The Isis Project

We also thought about stowage. A 5.8m long, 2m wide RIB has about 1×4.4m =4.4m2 of floor space inboard making the cylinder rack for kit storage a necessity and leaving very little room for moving about. Sitting on the tubes is the only way for people to be acomodated and this means only the cox’n can see ahead in many configurations.

oxford-divers-isis-layout

By comparison a 1.8m wide DORY has a 1.5×4.2m = 6.3m2 clear deck giving about 40% more space whilst being an overall smaller boat.

Hard sides means that climbing in over the gunnels is pretty tough so a DORY needs a ladder to enable simple diver recovery and that means stowage.

After some deliberations we decided to go ahead with the project and see what kind of boat we could get. Our aim was a dive platform that could be used inshore in support of shore based diving, and for some offshore sites ~6nm offshore.

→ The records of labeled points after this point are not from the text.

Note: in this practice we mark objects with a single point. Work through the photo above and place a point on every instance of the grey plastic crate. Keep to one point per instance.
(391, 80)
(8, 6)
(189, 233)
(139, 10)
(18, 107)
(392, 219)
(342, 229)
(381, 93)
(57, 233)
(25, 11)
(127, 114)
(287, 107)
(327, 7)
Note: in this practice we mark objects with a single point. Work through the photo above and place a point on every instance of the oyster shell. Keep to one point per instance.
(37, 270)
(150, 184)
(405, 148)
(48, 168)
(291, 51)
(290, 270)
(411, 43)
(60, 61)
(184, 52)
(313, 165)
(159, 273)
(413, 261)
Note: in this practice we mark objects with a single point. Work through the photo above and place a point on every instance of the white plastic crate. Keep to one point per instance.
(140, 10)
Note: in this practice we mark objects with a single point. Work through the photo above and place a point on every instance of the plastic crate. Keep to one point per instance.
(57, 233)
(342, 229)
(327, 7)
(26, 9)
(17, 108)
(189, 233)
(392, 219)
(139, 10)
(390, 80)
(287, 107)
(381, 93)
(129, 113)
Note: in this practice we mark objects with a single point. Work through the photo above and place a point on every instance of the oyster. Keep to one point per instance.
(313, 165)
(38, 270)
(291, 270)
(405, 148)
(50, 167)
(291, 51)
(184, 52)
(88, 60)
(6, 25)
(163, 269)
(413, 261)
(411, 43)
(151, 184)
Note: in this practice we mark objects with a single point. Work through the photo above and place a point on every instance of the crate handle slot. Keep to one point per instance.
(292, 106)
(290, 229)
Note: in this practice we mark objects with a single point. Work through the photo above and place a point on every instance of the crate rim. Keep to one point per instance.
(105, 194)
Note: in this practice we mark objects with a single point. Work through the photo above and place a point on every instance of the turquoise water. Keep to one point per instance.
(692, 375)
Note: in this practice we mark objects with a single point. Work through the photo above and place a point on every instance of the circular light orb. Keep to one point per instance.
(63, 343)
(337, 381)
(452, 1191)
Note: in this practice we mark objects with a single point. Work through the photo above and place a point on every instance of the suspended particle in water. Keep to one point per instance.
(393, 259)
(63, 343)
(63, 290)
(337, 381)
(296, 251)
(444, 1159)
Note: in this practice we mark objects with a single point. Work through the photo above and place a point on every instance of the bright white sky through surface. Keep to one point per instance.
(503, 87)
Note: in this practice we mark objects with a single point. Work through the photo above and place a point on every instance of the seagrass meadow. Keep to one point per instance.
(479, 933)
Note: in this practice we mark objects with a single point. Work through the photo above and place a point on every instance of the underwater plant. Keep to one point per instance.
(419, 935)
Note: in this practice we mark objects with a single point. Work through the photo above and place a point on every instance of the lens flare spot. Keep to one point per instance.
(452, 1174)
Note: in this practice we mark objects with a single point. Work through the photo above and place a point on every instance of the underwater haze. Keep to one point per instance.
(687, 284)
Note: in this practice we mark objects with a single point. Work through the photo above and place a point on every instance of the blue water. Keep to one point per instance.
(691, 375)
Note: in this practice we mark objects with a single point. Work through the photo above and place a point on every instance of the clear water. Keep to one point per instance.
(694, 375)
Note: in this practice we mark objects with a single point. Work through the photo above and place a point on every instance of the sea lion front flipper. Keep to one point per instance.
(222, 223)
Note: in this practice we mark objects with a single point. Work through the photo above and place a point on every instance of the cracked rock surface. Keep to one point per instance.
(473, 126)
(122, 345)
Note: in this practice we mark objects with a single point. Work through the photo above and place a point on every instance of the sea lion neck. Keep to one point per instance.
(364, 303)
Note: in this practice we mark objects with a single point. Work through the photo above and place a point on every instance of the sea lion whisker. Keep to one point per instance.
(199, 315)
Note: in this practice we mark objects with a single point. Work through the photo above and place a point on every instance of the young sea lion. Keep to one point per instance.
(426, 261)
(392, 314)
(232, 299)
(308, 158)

oxford-divers-isis-layout-2

We wanted

  1. to get 6 divers plus a boathandler aboard with full kit,
  2. to get something in excess of 15 knots to shorten journey times to about 30mins,
  3. to have full dive capability to find sites with GPS and locate submerged objects with sonar,
  4. to have a simple light ladder capable of being climbed with fins on,
  5. to have a boat light enough to be carried on an unbraked trailer and towed by any car.

Some early concept drawings showing what we hoped to achieve and how the ladder and stowage would work are shown below. We planned to avoid a cylinder rack and store aqualungs on the floor beneath the seats. So far this has worked although we may well end up going for a cylinder rack as it frees up more space to kit up.